Their first insight was to separate pattern-related concerns between physical and logical characteristics; every service has elements of both. They have a series of questions that begin to form a language for describing the service characteristics, and a classification for the results from those questions. The methodology contains a number of steps:

  1. Determine principle data flow
  2. Determine data integrity data flow, e.g., stateful versus stateless
  3. Determine reliability flow, e.g., mean time between failure
  4. Determine efficiency, e.g., response time
  5. Determine maintainability

Each of these steps determines characteristics and mapping to integration patterns; once a step is completed and decisions made, revisiting it should be minimized while performing later steps.

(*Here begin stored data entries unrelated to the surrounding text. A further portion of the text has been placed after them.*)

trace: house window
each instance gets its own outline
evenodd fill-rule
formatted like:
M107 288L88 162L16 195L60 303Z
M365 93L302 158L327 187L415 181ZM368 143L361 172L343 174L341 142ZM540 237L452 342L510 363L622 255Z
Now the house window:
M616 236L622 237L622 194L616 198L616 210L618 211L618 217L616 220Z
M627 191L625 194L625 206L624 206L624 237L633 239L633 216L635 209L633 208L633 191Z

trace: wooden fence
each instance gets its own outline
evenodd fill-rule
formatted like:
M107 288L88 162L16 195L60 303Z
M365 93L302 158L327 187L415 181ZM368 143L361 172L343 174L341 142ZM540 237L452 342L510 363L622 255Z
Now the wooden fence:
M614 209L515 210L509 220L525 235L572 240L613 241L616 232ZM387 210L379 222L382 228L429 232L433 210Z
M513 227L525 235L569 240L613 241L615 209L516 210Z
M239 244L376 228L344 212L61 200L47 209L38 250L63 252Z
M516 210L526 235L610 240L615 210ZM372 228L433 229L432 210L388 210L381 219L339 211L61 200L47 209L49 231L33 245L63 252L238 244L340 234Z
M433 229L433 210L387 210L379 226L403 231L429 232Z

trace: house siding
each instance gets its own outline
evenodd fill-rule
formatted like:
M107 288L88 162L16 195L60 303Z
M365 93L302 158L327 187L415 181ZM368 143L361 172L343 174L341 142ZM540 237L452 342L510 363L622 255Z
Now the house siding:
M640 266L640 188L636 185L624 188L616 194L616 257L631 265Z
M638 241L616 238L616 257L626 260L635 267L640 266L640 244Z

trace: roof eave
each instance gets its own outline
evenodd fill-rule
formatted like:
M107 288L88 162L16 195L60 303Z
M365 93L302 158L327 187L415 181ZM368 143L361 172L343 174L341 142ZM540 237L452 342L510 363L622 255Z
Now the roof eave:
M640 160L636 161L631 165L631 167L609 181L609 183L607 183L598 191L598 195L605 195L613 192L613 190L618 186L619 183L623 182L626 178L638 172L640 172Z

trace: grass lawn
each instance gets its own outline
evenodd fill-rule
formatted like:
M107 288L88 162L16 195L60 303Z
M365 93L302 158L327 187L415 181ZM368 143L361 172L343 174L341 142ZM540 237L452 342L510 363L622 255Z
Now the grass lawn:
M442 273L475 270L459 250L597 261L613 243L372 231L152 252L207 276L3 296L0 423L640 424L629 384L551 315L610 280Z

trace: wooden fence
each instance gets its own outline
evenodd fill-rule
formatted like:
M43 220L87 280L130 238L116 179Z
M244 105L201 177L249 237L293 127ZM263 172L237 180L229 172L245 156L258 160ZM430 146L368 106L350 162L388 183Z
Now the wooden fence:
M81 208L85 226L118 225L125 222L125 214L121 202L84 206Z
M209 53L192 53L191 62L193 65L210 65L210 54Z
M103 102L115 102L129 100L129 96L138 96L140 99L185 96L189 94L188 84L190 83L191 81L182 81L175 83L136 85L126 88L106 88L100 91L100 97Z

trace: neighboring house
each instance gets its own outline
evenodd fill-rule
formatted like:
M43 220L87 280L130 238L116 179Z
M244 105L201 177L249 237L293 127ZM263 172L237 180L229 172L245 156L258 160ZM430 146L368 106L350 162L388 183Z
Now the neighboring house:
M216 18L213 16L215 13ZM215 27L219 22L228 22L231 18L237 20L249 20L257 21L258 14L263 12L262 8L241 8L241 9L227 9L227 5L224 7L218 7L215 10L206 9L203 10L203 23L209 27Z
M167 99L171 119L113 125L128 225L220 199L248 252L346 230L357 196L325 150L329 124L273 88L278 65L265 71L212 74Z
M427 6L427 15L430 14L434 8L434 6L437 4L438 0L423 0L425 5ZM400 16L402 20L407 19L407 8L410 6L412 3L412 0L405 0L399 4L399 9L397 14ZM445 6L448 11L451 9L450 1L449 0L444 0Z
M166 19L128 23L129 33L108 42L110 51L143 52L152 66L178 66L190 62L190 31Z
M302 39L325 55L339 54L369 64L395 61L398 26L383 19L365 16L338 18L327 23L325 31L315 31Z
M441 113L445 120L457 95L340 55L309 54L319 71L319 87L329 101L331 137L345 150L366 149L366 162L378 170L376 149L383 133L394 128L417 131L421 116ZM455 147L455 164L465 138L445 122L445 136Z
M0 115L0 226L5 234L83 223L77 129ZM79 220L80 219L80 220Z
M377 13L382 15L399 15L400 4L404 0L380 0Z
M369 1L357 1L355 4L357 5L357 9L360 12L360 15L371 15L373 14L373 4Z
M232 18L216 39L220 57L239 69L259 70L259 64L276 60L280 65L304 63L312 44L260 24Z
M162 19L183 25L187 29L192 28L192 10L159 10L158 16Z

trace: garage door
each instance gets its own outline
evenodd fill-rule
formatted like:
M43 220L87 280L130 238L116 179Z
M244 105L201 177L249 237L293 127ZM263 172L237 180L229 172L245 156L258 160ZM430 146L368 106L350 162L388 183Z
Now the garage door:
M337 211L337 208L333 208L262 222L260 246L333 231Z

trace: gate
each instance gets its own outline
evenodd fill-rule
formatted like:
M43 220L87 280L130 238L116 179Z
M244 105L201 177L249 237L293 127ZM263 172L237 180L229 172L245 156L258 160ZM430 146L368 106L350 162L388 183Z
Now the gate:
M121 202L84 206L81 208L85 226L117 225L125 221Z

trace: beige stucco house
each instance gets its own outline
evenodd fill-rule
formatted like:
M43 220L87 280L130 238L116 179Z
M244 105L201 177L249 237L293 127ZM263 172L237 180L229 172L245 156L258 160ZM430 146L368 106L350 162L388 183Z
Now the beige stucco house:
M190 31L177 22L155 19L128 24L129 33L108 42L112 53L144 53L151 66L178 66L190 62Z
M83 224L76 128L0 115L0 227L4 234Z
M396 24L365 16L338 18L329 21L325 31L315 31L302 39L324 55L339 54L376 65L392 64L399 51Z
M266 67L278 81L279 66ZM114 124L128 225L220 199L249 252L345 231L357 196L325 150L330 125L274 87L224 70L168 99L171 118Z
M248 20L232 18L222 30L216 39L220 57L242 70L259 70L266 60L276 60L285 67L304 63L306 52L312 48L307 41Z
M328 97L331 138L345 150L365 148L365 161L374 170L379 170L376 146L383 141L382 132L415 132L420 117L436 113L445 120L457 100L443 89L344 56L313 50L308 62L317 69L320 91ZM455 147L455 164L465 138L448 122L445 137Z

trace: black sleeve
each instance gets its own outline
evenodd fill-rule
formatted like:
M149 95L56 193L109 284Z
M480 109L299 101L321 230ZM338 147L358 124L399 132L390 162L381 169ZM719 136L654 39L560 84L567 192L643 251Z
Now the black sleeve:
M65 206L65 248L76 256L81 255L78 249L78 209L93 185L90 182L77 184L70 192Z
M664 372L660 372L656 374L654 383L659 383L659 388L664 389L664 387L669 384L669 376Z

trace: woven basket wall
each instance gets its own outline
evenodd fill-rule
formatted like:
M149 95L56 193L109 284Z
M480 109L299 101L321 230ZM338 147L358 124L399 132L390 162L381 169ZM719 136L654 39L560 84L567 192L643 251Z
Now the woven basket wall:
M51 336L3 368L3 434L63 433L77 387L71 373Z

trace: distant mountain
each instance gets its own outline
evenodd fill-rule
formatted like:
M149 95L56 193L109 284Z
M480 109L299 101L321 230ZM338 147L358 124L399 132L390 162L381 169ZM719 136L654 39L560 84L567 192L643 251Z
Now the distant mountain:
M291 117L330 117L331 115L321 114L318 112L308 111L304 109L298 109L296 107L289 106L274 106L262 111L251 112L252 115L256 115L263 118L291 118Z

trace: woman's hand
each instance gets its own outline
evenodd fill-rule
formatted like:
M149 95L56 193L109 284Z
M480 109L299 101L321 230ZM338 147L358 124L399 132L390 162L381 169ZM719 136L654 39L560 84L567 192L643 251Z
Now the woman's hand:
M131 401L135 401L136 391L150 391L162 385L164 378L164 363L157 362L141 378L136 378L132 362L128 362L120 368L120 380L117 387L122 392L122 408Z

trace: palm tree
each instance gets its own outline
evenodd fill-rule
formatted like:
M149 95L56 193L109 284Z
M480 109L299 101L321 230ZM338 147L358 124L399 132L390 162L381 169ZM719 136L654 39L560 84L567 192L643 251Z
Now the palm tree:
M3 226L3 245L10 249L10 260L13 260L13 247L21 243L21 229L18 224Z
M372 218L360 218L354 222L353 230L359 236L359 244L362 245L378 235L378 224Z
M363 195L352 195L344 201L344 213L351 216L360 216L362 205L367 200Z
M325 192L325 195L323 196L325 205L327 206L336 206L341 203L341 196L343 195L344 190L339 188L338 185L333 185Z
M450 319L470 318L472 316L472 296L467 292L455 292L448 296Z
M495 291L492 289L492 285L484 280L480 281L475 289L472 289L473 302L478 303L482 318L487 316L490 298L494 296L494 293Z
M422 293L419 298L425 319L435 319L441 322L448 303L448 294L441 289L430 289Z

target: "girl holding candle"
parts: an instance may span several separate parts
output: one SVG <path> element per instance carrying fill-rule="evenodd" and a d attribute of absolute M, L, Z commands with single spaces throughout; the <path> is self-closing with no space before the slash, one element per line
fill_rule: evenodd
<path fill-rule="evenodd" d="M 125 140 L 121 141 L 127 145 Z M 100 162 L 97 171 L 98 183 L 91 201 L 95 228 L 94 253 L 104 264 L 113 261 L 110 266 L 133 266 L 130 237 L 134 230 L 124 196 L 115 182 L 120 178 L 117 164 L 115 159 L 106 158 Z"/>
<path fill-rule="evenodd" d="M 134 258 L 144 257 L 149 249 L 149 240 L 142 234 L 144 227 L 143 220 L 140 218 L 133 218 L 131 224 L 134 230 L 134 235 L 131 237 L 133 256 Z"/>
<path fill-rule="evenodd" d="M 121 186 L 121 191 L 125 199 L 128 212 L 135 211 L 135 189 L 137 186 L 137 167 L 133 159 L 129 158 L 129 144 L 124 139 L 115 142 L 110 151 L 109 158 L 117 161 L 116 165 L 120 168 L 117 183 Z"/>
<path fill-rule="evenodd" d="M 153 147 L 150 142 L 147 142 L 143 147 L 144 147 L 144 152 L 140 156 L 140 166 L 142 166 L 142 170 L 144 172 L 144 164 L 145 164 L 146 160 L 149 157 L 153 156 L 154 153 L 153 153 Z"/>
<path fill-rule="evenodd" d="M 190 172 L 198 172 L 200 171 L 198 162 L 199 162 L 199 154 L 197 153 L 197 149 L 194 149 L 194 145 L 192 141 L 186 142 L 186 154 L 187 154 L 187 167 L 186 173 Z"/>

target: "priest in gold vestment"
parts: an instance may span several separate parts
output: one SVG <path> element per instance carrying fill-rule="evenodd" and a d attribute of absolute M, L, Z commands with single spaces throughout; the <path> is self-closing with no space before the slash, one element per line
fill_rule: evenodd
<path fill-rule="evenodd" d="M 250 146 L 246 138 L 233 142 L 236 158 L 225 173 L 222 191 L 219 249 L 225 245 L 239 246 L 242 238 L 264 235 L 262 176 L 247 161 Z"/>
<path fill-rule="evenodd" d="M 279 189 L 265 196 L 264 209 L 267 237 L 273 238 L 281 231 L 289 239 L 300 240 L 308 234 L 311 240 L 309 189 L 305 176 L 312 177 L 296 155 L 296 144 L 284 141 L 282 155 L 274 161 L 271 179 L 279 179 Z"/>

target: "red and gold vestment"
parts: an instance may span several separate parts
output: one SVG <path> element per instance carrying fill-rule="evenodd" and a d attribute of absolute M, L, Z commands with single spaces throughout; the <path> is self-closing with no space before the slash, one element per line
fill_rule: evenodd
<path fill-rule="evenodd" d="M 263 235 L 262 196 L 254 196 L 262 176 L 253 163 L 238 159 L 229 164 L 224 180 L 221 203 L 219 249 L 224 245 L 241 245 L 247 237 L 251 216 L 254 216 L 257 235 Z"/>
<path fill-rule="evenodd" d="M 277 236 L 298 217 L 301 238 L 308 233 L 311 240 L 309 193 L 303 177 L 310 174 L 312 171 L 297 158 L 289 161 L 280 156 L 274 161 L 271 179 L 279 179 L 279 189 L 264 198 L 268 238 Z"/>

It’s not always possible to provide a specific characteristic for any particular service; their research is working on generating decision trees for determining if a service requirement can be fulfilled. This results in a pattern decision tree based on types of interactions; this provides a logical view but not any information on how to actually implement them. From there, however, patterns can be mapped to implementation alternatives. They are starting to see the potential for automated determination of integration patterns based on the initial language-constrained questions, but aren’t seeing any hard results yet. It will be interesting to see this research a year from now to see how it progresses, especially if they’re able to bring in some targeted domain knowledge.

Last up in the workshop was Vadim Berestetsky of IBM’s ESB tools development group, presenting on support for patterns in IBM integration offerings. He started with a very brief description of an ESB, and WebSphere Message Broker as an example of an ESB that routes messages from anywhere to anywhere, doing transformations and mapping along the way. He basically walked through the usage of the product for creating and using patterns, and gave a demo (where I could see vestiges of the MQ naming conventions). A pattern specification typically includes some descriptive text and solution diagrams, and provides the ability to create a new instance from this pattern. The result is a service integration/orchestration map with many of the properties already filled in; obviously, if this is close to what you need, it can save you a lot of time, like any other template approach.

In addition to demonstrating pattern usage (instantiation), he also showed pattern creation by specifying the exposed properties, artifacts, points of variability, and (developer) user interface. Looks good, but nothing earth-shattering relative to other service and message broker application development environments.

There was an interesting question that goes to the heart of SOA application development: is there any control over what patterns are created and published to ensure that they are useful as well as unique? The answer, not surprisingly, is no: that sort of governance isn’t enforced in the tool since architects and developers who guide the purchase of this tool don’t want that sort of control over what they do. However, IBM may see very similar patterns being created by multiple customer organizations, and choose to include a general version of that pattern in the product in future. A discussion about using social collaboration to create and approve patterns followed, with Berestetsky hinting that something like that might be in the works.

That’s it for the workshop; we’re off to lunch. Overall, a great review of the research being done in the area of service integration.

This afternoon, there’s the keynote and a panel that I’ll be attending. Tomorrow, I’ll likely pop in for a couple of the technical papers and to view the technology showcase exhibits, then I’m back Wednesday morning for the workshop on practical ontologies, and the women in technology lunch panel. Did I mention that this is a great conference? And it’s free?